Oklahomans know a thing or two about water contamination. Just take a look at the Tar Creek Superfund site in the northeast part of the state.  It’s not a secret how the state and the EPA have worked to stop the pollution.

But in Wichita, Kansas, residents of two neighborhoods are angry after the Kansas Department of Health and Environmental failed to act for more than six years. The problem?  Pollution caused by dry cleaning chemicals that had contaminated groundwater.

As the Wichita Eagle has reported, the state allowed hundreds of residents to drink the contaminated water for years without telling them, even though there were warning signs.

One site in the suburb of Haysville was discovered in 2011 while the state investigated the possible expansion of a Kwik Shop. As the newspaper learned, the state did not test private wells nor did it notify residents their drinking wells could be contaminated with dry cleaning chemicals known as perchloroethylene.

“We didn’t find out for 7 years,” said Joe Hufman, whose well was contaminated by a Haysville dry cleaner. “Haysville knew it. KDHE knew it. Kwik Shop knew it.”

The same lack of action by the state also happened at a dry cleaning site in Wichita where the state waited more than four years before finding contamination and notifying residents of more than 200 homes.

The delays stem from a 1995 state law that places more emphasis on protecting the dry cleaning industry than protecting public health.

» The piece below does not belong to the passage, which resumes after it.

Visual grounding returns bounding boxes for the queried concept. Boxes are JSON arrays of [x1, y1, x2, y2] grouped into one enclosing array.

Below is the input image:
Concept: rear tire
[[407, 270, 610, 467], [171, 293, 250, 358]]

The Kansas Drycleaner Environmental Response Act was passed at the request of the dry cleaning industry to protect the small businesses from the potentially crippling cost of federal involvement. The Environmental Protection Agency, through its Superfund program, can pay to clean up water pollution and then bill any and all companies ever associated with the property to recover its money. Cleaning up pollution can easily cost millions of dollars; state law limits the liability of a dry cleaning shop to $5,000.